TABLE 5 Wavelength and weights used to calculate polychromatic MTFs

[0090] This form of MTF data, while useful, does not always give intuitively obvious results in evaluating the quality of the lens system. Often MTF data is plotted in the form of a through- focus MTF graph. Instead of showing MTF vs. spatial frequency, MTF is plotted vs. the image distance with wavelength and spatial frequency fixed for a given curve. Image distance is defined as the distance away from the image plane of the system, and can be calculated from the object distance through the lens system. An exemplary through- focus MTF graph can be seen in FIG.13A. This is a polychromatic MTF with the same wavelengths and

weighting factors of Table 5. Image distance on the plot at z = 0 is normally chosen to correspond to the image focal plane where the object is at the hyperfocal distance; image distances to the right of the vertical axis correspond to objects farther from the lens than this distance and image distances to the left of the vertical axis correspond to closer objects.
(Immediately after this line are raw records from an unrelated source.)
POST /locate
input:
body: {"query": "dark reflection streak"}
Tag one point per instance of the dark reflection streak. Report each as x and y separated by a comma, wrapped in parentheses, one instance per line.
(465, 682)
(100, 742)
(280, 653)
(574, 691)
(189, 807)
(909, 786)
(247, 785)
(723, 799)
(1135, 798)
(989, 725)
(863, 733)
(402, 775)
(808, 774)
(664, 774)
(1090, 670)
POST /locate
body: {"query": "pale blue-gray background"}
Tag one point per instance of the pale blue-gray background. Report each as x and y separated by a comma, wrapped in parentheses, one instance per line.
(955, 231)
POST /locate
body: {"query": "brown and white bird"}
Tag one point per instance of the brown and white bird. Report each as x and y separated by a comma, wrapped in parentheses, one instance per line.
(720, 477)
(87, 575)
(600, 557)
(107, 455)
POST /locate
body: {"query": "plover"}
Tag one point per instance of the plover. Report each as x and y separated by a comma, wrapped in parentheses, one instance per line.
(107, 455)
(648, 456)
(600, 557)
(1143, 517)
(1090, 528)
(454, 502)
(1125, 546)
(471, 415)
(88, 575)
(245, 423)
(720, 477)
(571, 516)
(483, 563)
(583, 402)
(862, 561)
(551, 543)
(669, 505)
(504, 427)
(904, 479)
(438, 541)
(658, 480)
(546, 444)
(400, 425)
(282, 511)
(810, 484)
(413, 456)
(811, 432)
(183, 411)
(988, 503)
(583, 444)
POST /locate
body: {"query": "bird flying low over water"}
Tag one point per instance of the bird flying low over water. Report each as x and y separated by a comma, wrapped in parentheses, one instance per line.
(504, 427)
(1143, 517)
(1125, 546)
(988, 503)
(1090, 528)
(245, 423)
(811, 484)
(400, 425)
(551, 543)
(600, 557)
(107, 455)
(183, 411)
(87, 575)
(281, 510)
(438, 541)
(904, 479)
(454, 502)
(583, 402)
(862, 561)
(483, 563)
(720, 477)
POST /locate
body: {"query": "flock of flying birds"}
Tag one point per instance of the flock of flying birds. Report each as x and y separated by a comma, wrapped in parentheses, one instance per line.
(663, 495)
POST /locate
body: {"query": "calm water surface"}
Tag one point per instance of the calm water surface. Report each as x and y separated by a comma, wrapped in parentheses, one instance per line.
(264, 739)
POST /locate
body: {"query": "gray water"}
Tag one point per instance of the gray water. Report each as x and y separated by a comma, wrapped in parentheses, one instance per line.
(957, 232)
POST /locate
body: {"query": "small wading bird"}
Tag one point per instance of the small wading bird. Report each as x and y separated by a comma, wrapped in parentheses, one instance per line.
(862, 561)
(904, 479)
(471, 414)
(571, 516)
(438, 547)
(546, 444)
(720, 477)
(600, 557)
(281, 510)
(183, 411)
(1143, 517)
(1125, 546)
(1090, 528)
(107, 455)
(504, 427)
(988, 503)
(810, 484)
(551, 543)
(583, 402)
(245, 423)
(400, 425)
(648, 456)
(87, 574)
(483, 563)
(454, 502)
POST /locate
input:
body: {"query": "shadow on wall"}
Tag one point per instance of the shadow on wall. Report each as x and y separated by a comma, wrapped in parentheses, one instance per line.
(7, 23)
[0091] FIGS. 13A and 13B are plotted for a number of different field angles for both tangential and sagittal rays at 71 cycles/mm spatial frequency. This frequency has been chosen to match the Nyquist/4 frequency (N/4) of one possible image sensor that could be used at the image plane, although the exact type of image sensor is not crucial to the present invention. For example, the lens design depicted in the current embodiment may be used with sensor having a pixel pitch of about 1.75 microns. The TF-MTF plot may be asymmetric about the vertical axis . When this plot is wide, especially to the left of the vertical axis indicating objects closer to the lens system than the hyperfocal distance, it indicates that the resolving power of the lens is better over a wider range of object distances, or in other words, the lens has a high depth of field.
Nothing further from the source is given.